Unsafe programming in C#

Introduction

There's always one particular topic that catches the fancy of most C/C++ programmers, and is considered quite complicated and difficult to understand:   pointers!

Albeit, whenever C# is discussed, most of the people I have come across are of the opinion (and pretty strong one, if I may add) that C# carries no concept of pointers. In fact, it's done away with it. However, unsafe code is that part of C# programming, which is all about programming with pointers. Unlike it's literal meaning, there is nothing unsafe about programming with pointers.

The reason it is so referred to as is because, unlike the conventional .NET development that is done, unsafe programming requires certain assumptions on the part of the programmer. In this article, I shall start off by differentiating two highly confused terms, unsafe code and unmanaged code. This will be followed by discussion of how to write unsafe code, that is, how to use pointers in C#.

Unsafe or unmanaged? That is the question

Managed code is that code which executes under the supervision of the CLR. The CLR is responsible for various housekeeping tasks, like:

• managing memory for the objects
• performing type verification
• doing garbage collection

just to name a few. The user is totally isolated from the how's of the above mentioned tasks. The user doesn't get to manipulate the memory directly, because that is done by the CLR.

On the other hand, unmanaged code is that code which executes outside the context of the CLR. The best example of this is our traditional Win32 DLLs like kernel32.dll, user32.dll, and the COM components installed on our system. How they allocate memory for their usage, how memory is released, how (if any) type verification takes places are some of the tasks that are undertaken by them on their own. A typical C++ program which allocates memory to a character pointer is another example of unmanaged code because you as the programmer are responsible for:

• calling the memory allocation function
• making sure that the casting is done right
• making sure that the memory is released when the work is done

If you notice, all this housekeeping is done by the CLR, as explained above, relieving the programmer of the burden.

Unsafe code is a kind of cross between the managed and unmanaged codes

It executes under the supervision of the CLR, just like the managed code, but lets you address the memory directly, through the use of pointers, as is done in unmanaged code. Thus, you get the best of both worlds. You might be writing a .NET application that uses the functionality in a legacy Win32 DLL, whose exported functions require the use of pointers. That's where unsafe code comes to your rescue.
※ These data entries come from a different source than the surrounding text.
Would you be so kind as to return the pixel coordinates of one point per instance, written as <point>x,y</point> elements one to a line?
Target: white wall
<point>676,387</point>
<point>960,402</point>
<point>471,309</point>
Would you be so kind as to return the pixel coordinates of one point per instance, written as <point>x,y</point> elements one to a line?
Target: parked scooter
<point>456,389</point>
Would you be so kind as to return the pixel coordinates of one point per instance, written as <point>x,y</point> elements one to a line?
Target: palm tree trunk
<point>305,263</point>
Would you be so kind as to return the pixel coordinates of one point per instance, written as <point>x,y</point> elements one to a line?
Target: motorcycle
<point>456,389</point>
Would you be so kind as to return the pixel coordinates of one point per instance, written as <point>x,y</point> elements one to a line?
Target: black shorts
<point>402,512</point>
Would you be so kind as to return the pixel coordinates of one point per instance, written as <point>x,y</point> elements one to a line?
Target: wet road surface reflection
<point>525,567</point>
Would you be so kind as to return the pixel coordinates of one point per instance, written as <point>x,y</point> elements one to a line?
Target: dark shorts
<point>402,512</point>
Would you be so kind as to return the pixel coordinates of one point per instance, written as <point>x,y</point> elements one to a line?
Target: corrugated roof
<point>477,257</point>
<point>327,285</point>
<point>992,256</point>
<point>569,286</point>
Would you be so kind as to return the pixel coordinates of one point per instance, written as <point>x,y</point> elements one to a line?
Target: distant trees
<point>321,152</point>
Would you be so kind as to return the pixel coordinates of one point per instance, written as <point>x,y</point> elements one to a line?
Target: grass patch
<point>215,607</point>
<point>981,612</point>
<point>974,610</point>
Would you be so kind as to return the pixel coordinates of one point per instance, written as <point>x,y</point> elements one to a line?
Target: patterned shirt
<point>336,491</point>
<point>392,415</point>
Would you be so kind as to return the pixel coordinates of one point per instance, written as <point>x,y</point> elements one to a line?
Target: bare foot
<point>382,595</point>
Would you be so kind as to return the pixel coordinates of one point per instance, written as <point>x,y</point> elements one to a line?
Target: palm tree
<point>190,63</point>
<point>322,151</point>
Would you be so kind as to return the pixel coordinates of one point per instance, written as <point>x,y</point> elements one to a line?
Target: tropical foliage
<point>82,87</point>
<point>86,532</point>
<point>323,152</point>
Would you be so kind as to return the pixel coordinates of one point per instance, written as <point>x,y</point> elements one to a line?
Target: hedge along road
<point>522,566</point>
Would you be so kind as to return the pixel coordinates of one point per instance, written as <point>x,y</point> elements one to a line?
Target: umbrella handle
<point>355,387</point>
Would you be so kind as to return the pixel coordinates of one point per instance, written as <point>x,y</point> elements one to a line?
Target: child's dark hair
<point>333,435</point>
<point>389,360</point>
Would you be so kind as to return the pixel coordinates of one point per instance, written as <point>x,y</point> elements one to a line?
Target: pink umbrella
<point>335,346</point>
Now that we have gone through the distinctions, let's get coding... unarguably the best part, what do you think?

Inside unsafe code

Writing unsafe code requires the use of two special keywords: unsafe and fixed. If we recall, there are three kinds of pointer operators:

• *
• &
• ->

Any statement, or a block of code, or a function that uses any of the above pointer operators is marked as unsafe through the use of the unsafe keyword, as shown below:

public unsafe void Triple(int *pInt)
{
  *pInt=(*pInt)*3;
}

All the above function does is triple the value passed to it. But notice that the address of the variable, containing the value to be tripled, is passed to the function. The function then does its work. Since the function is using the "*" pointer operator, the function is marked as unsafe, since the memory is being directly manipulated.

However, there is a problem. If you recall from the discussion above, unsafe code is managed code, and hence, is being executed under the CLR's supervision. Now, the CLR is free to move the objects in memory. One plausible reason could be to reduce the memory fragmentation. But in doing so, unknowingly and transparently to the programmer, the variable being pointed to could be get relocated to some other memory locations.

So, if *pInt pointed to a variable which was at address 1001, and the CLR performs some memory relocation to reduce fragmentation, the variable which was earlier located at 1001 could, after relocation, be stored at memory location 2003. This is a catastrophe, since the pointer becomes invalid as there is nothing at memory location 1001 after relocation! Probably that's one of the reason usage of pointers has been made to keep a low profile in .NET. What do you think?

Fixing the pointers

Enter the fixed keyword. When used for a block of statements, it tells the CLR that the object in question cannot be relocated, and thus, it ends up pinning the object. Thus, when pointers are used in C#, the fixed keyword is used pretty often to prevent invalid pointers at runtime. Lets have a look at how it works:

using System;
class CData
{
    public int x;
}

class CProgram
{
    unsafe static void SetVal(int *pInt)
    {
        *pInt=1979;
    }
    
    public unsafe static void Main()
    {
        CData d = new CData();
        
        Console.WriteLine("Previous value: {0}", d.x);
        
        fixed(int *p=&d.x)
        {
            SetVal(p);
        }
        
        Console.WriteLine("New value: {0}", d.x);
    }
}

All we do here is assign the address of field x of class CData to integer pointer p, within the fixed block. Now, while statements within the fixed block are executing, the pointer shall continue to point to the same memory location because the CLR has been instructed to pin the variable until the fixed block execution finishes. Once the fixed block is done, the object can be relocated in memory by the CLR.

That's all there is to programming using pointers in C#. Just make sure that the block is unsafe and that the object being pointed to is fixed. And you are ready to leverage your knowledge of pointers in C# too!